Human capability for Speaker Recognition (SR) exceeds recent machine learning approaches, even in noisy environments. To bridge this gap, researchers investigate the human auditory system to support machine learning algorithm performance. The paper introduces a novel feature extraction method, named "Power Wavelet Cepstral Coefficients" (PWCC), for enhancing SR accuracy. This method is derived from the "Normalized Wavelet FilterBank" (NWFB), which utilizes an "Equivalent Rectangular Bandwidth" rate (ERB-rate) scale and additionally integrates a "Noise Suppression Module" (NSM). The NWFB imitates the cochlea's frequency selectivity using "Morlet Wavelet filters" alongside an ERB-rate scale. The NSM applies a medium-duration power analysis, an asymmetrical noise-suppression module incorporating a temporal masking component, and a spectral smoothing module to reduce the impact of noisy signal. To assess the performance of the proposed PWCC method, experiments were conducted using clean speech signals from the TIMIT database, corrupted with various noises from the AURORA dataset.

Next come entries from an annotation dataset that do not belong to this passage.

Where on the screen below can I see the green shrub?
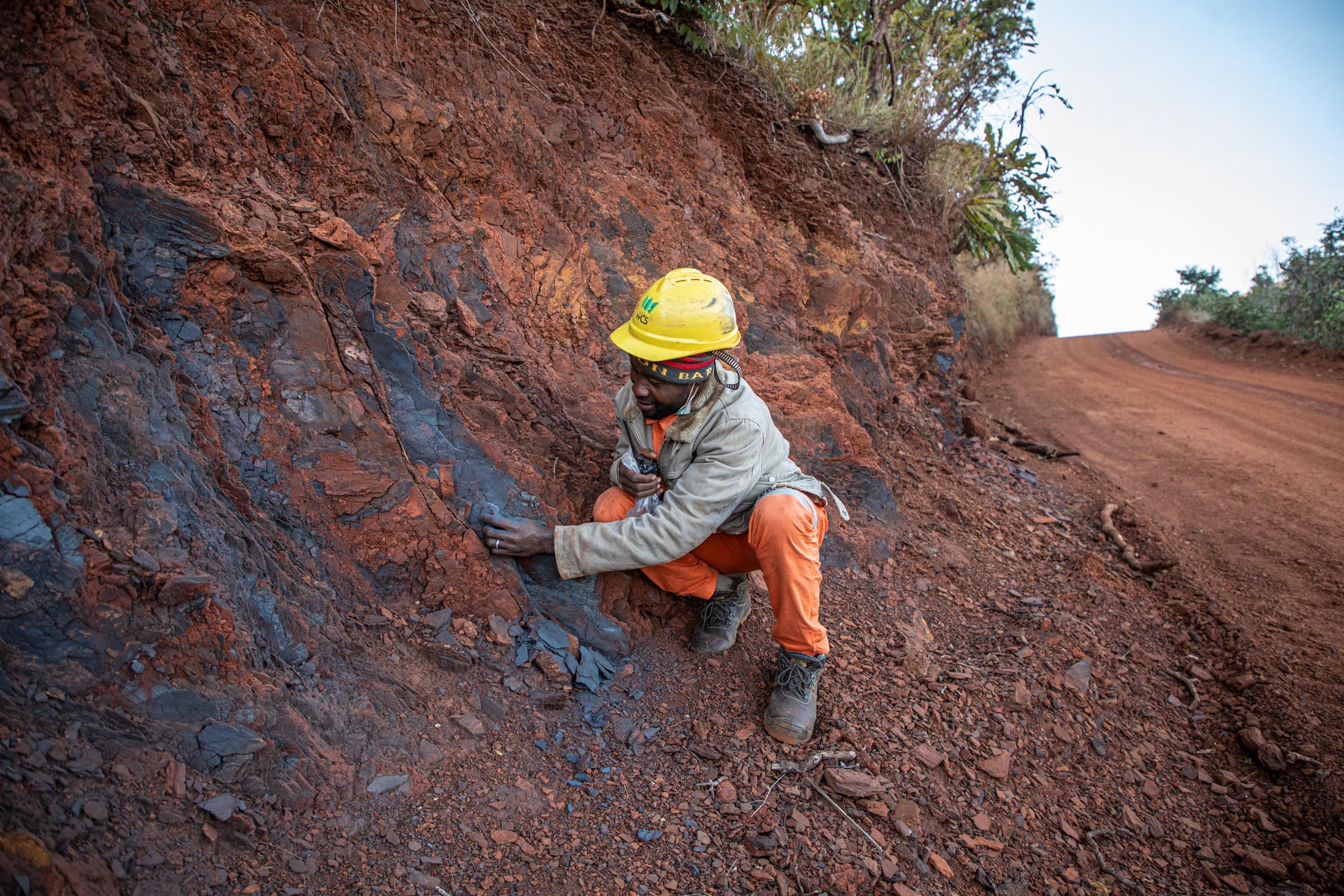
[1152,216,1344,348]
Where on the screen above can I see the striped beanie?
[630,349,742,390]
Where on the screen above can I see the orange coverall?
[593,417,831,655]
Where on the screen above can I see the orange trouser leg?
[593,487,831,655]
[747,492,831,655]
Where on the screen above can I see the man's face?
[630,357,695,420]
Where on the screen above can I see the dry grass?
[955,257,1055,362]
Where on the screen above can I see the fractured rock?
[824,768,886,799]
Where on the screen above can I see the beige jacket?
[555,365,849,579]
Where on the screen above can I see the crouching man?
[484,268,847,744]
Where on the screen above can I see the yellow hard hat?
[612,268,742,362]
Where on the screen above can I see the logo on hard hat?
[634,296,659,325]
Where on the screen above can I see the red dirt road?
[995,330,1344,649]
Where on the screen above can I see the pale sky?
[1017,0,1344,336]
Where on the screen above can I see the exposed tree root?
[808,118,849,147]
[1101,504,1176,572]
[995,418,1078,461]
[1008,435,1078,461]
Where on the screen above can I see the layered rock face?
[0,0,960,806]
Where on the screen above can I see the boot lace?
[774,660,816,700]
[700,598,734,628]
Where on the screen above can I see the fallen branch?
[770,749,887,857]
[1167,672,1199,709]
[1008,435,1078,461]
[808,118,849,147]
[1101,504,1176,572]
[1084,828,1144,894]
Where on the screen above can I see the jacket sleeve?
[610,422,630,487]
[555,418,765,579]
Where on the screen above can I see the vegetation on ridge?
[1152,216,1344,348]
[645,0,1068,359]
[646,0,1068,271]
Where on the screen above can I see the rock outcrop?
[0,0,960,809]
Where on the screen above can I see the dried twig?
[1084,828,1144,894]
[769,749,886,856]
[770,749,859,775]
[589,0,606,43]
[1101,504,1176,572]
[806,778,887,857]
[1167,672,1199,709]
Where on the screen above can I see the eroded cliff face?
[0,0,960,809]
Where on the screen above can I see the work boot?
[691,577,751,653]
[765,647,827,747]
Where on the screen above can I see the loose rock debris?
[0,0,1344,896]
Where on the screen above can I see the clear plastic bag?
[621,451,660,519]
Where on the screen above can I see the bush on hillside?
[1150,216,1344,348]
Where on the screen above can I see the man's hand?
[616,450,663,500]
[481,513,555,558]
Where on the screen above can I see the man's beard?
[640,402,685,423]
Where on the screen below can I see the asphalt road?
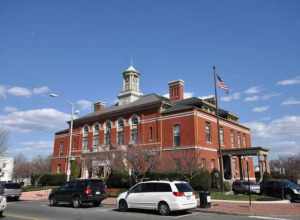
[2,201,298,220]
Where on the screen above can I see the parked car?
[0,195,7,217]
[117,181,197,215]
[232,180,260,194]
[261,180,300,201]
[1,182,22,201]
[49,179,106,208]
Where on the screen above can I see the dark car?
[0,182,22,200]
[232,180,260,194]
[261,180,300,201]
[49,179,106,208]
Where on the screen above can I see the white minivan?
[117,181,197,215]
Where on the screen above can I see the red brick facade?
[52,66,254,179]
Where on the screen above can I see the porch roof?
[222,147,269,156]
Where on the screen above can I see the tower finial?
[130,56,133,66]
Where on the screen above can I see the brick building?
[52,66,269,180]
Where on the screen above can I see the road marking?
[166,213,199,219]
[248,216,289,220]
[4,213,46,220]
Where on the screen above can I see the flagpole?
[213,66,224,192]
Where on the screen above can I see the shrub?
[211,170,221,189]
[190,169,211,191]
[106,171,130,188]
[223,181,232,192]
[38,174,67,186]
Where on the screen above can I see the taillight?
[173,192,184,197]
[84,187,92,195]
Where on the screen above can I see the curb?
[212,199,291,204]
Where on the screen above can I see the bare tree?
[0,128,8,155]
[270,153,300,181]
[13,153,31,181]
[170,149,201,180]
[126,146,159,179]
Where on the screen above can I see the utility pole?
[213,66,224,192]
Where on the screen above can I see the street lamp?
[49,93,78,182]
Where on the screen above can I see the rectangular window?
[131,128,138,144]
[173,125,180,147]
[237,132,242,147]
[104,132,111,145]
[93,135,99,149]
[230,130,235,148]
[243,134,247,147]
[149,127,153,141]
[205,122,211,143]
[58,143,64,156]
[220,127,224,145]
[82,137,88,151]
[118,131,124,145]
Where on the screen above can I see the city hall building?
[51,66,269,180]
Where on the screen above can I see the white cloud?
[21,140,53,150]
[245,116,300,155]
[221,92,241,102]
[198,95,215,99]
[3,106,18,113]
[245,86,262,95]
[32,86,50,95]
[163,92,194,99]
[252,106,270,113]
[7,86,32,97]
[244,95,259,102]
[281,98,300,105]
[244,93,280,102]
[76,99,93,110]
[277,76,300,86]
[0,85,7,99]
[0,108,70,132]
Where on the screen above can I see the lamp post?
[49,93,77,182]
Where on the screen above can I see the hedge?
[38,174,67,186]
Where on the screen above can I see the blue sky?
[0,0,300,157]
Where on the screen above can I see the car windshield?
[285,180,300,188]
[5,183,21,189]
[175,183,194,192]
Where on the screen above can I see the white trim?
[162,146,218,152]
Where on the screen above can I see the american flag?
[217,75,229,94]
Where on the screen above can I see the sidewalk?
[20,189,51,201]
[197,202,300,219]
[102,198,300,219]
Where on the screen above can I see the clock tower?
[118,65,143,105]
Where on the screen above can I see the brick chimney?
[169,80,184,101]
[94,101,105,112]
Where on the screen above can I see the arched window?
[82,125,89,151]
[93,123,100,149]
[117,118,124,145]
[104,121,111,145]
[173,125,180,147]
[130,115,139,144]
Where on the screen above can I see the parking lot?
[3,201,270,220]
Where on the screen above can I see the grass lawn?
[211,192,280,201]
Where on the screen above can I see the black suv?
[261,180,300,201]
[49,179,106,208]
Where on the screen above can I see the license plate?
[207,196,211,202]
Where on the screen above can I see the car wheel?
[93,201,101,207]
[49,197,57,206]
[158,202,170,216]
[285,193,293,201]
[72,197,81,209]
[119,199,128,212]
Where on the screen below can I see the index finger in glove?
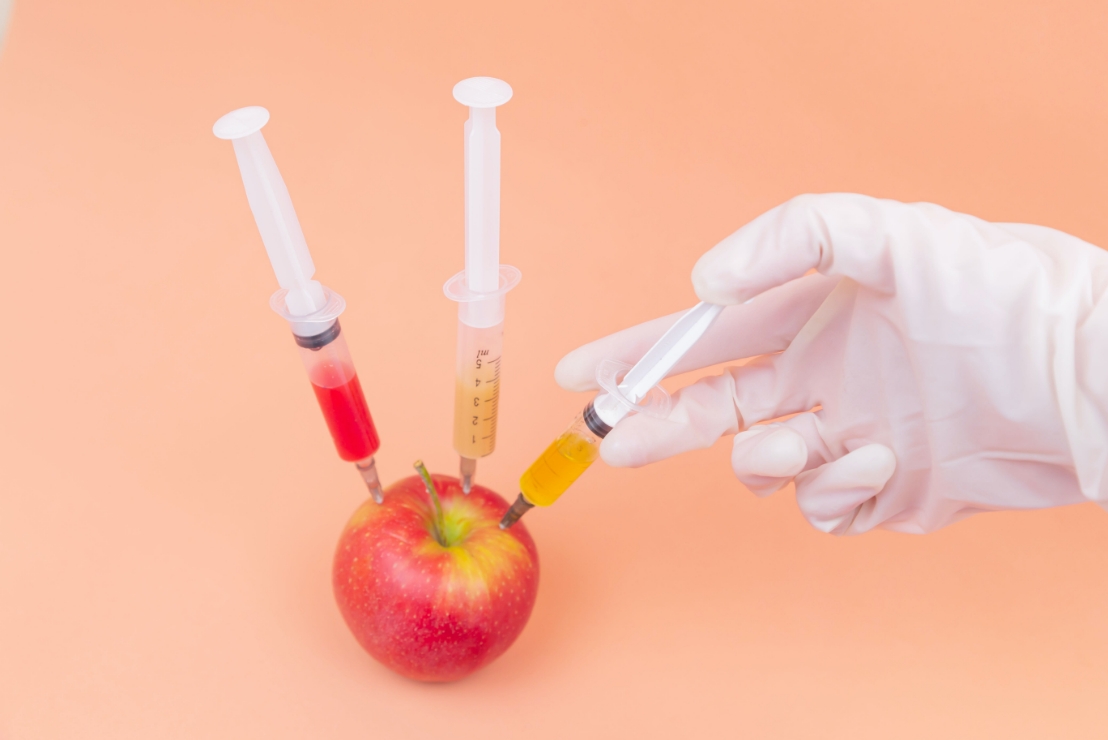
[693,193,930,306]
[554,275,838,391]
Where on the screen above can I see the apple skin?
[332,475,538,681]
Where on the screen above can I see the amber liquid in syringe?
[454,323,504,460]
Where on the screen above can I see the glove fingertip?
[554,349,597,393]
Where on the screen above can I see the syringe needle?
[353,458,384,504]
[458,455,478,495]
[500,493,535,530]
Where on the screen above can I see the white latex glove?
[555,194,1108,534]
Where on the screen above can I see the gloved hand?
[555,194,1108,534]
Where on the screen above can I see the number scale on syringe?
[454,325,504,460]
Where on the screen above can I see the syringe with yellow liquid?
[500,302,724,530]
[442,78,520,493]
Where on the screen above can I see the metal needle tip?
[500,493,535,530]
[353,458,384,504]
[458,458,478,495]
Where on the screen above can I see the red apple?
[332,475,538,681]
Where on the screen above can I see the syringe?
[212,105,384,503]
[500,302,724,530]
[442,78,520,493]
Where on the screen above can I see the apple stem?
[412,460,447,547]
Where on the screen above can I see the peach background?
[0,0,1108,740]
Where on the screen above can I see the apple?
[332,475,538,681]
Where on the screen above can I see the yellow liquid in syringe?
[454,325,504,460]
[520,423,601,506]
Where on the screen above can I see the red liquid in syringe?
[309,368,381,462]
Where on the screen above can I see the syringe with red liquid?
[212,105,384,503]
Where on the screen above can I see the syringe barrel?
[293,320,381,462]
[520,403,611,506]
[454,321,504,460]
[269,288,381,462]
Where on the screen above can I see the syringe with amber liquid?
[442,78,520,493]
[500,302,724,530]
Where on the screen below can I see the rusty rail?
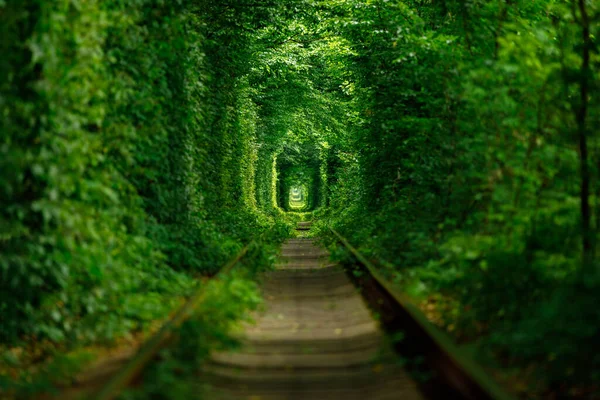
[92,242,254,400]
[330,228,513,400]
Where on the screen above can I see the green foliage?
[0,0,288,352]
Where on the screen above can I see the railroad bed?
[203,224,425,400]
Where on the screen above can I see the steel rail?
[92,242,254,400]
[329,228,514,400]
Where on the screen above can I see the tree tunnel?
[276,142,326,212]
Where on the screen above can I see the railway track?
[90,223,510,400]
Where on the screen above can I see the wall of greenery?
[316,0,600,396]
[0,0,288,350]
[0,0,600,395]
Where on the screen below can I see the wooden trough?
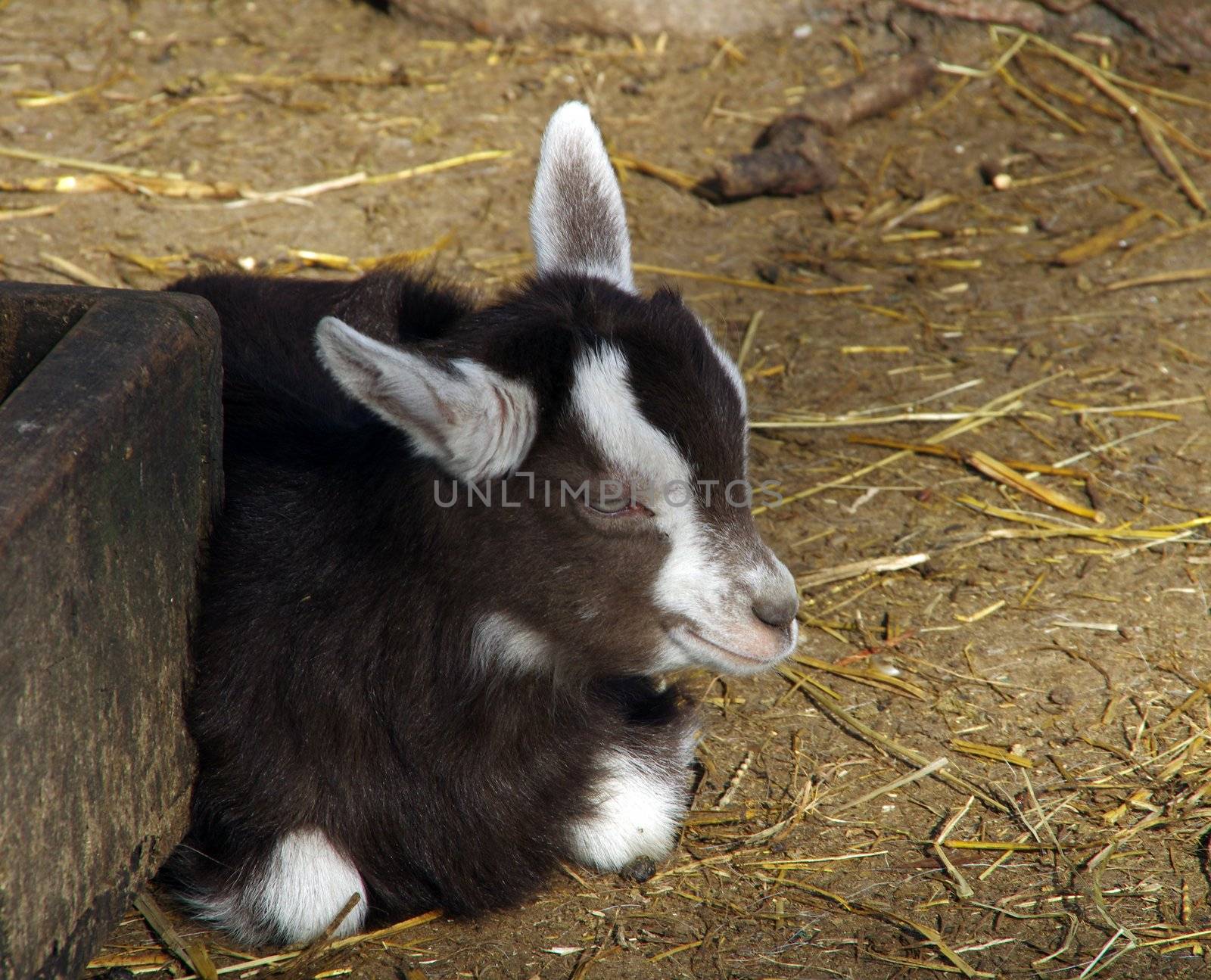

Using a "Gaussian Mixture Model-Universal Background Model" (GMM-UBM) classifier, the PWCC method demonstrated superior SR accuracy in noisy environments compared to traditional methods such as PNCC and MFCC. Furthermore, PWCC maintained higher precision, recall, and F1-scores than PNCC and MFCC under overall noise conditions. For instance, with babble noise at 15 dB SNR, PWCC achieved a recognition rate of 92.06%, compared to 75.24% for PNCC and 68.33% for MFCC.